Monument in Kern County, California, U.S.

The Kern Veterans Memorial is a monument located in Kern County, California. It honors all Kern County residents who served in the armed forces, both in peacetime and in war. It is located in downtown Bakersfield, at the corner of Truxtun Ave. and S St. The memorial is adjacent to the Kern County Visitors Bureau, Bakersfield Amtrak Station, and Beale Memorial Library. It is also in between the two segments of Mill Creek.

==Description==
The memorial was designed by John Cohrs. It is a circular plaza, with two paths. The outer path is level while the inner path ascends to a second level. In the center is a fountain, with both granite and glass spiraling upward to a point. The inscription on the granite reads "To honor all those who served." At night, lights in the fountain reflect off of the glass in rotating colors of red, white, and blue. The fountain is also used to cover the noise of the busy Truxtun Avenue, which is directly adjacent.

Along the outer path of the memorial are nine flags.

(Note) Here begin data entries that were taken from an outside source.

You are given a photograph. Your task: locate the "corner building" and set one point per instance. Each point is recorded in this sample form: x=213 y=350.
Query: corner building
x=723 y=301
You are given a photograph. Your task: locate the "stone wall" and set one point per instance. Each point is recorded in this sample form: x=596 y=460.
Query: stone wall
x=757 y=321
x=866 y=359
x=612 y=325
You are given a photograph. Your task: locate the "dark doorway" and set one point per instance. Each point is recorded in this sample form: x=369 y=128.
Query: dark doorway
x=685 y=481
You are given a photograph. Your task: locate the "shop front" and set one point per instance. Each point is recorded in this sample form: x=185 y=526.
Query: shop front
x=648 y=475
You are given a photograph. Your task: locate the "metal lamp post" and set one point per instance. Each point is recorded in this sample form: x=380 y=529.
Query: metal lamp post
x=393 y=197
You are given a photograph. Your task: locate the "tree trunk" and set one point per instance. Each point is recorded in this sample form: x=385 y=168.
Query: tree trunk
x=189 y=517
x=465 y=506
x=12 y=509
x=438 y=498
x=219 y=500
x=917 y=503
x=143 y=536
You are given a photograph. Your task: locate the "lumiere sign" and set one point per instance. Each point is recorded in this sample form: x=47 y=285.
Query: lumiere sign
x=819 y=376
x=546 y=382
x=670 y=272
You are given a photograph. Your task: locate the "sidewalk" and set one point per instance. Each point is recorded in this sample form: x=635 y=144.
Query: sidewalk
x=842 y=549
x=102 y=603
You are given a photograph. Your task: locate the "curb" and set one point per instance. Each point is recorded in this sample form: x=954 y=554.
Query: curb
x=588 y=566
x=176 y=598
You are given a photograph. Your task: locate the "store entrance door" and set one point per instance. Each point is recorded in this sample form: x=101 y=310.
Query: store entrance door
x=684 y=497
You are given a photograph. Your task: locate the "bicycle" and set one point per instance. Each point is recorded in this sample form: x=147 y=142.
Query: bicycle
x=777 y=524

They are: United States of America, State of California, Army, Navy, Air Force, Marines, Coast Guard, Merchant Marines, and POW/MIA. In between the flag poles will be the wall of valor (a part of phase II). It list the names of those people who were killed or missing in action during wartime. The names are etched in glass panels, and painted in gold for visibility.

The Kern Veterans Memorial Foundation describes the symbolic design of the memorial as:

originally a labyrinth, a spiritual meditation tool that represents a journey to our center and back again out into the world. Inherent in a memorial is a memory and reflection, a place for contemplation and understanding. The path around the memorial will consist of an outer ring that is level and continuous. From this place, one can take a journey that describes deep the memories. At the Center of the memorial there will be another level place that contains a sculpture piece. The sculpture will represent the strength and sacrifices of the veterans.
— Kern Veterans Memorial Foundation

The memorial also contains a kiosk, which allows a person to search for the names of a veteran. It contains information about the veterans: years of service, awards received, and brief biographical description. This unique onsite database allows someone to visualize the people who served in our armed forces.

During the planning of the memorial, the Department of Veterans Affairs listed about 350 Kern County veterans who were killed or missing in action. With the work of citizens, especially the Achieve class at Bakersfield High School, an additional 657 veterans were discovered for a total of approximately 1007. That class also researched the 1007 veterans for information used in the kiosk.

==Future==
Phase II will involve constructing the final parts of the memorial. After about six months on display, the wall of valor was removed so new panels could be ordered with any previously omitted names added. Also, in response to a public suggestion, the names will be painted in gold so they can be easily seen in the daylight. The kiosk, currently housed in a temporary wooden structure, will be replaced with granite walls and a stainless steel roof. As of 2008, the Kern Veterans Foundation was about $300,000 short of reaching their goal. There is currently no construction date, but will most likely start when enough funds have been raised.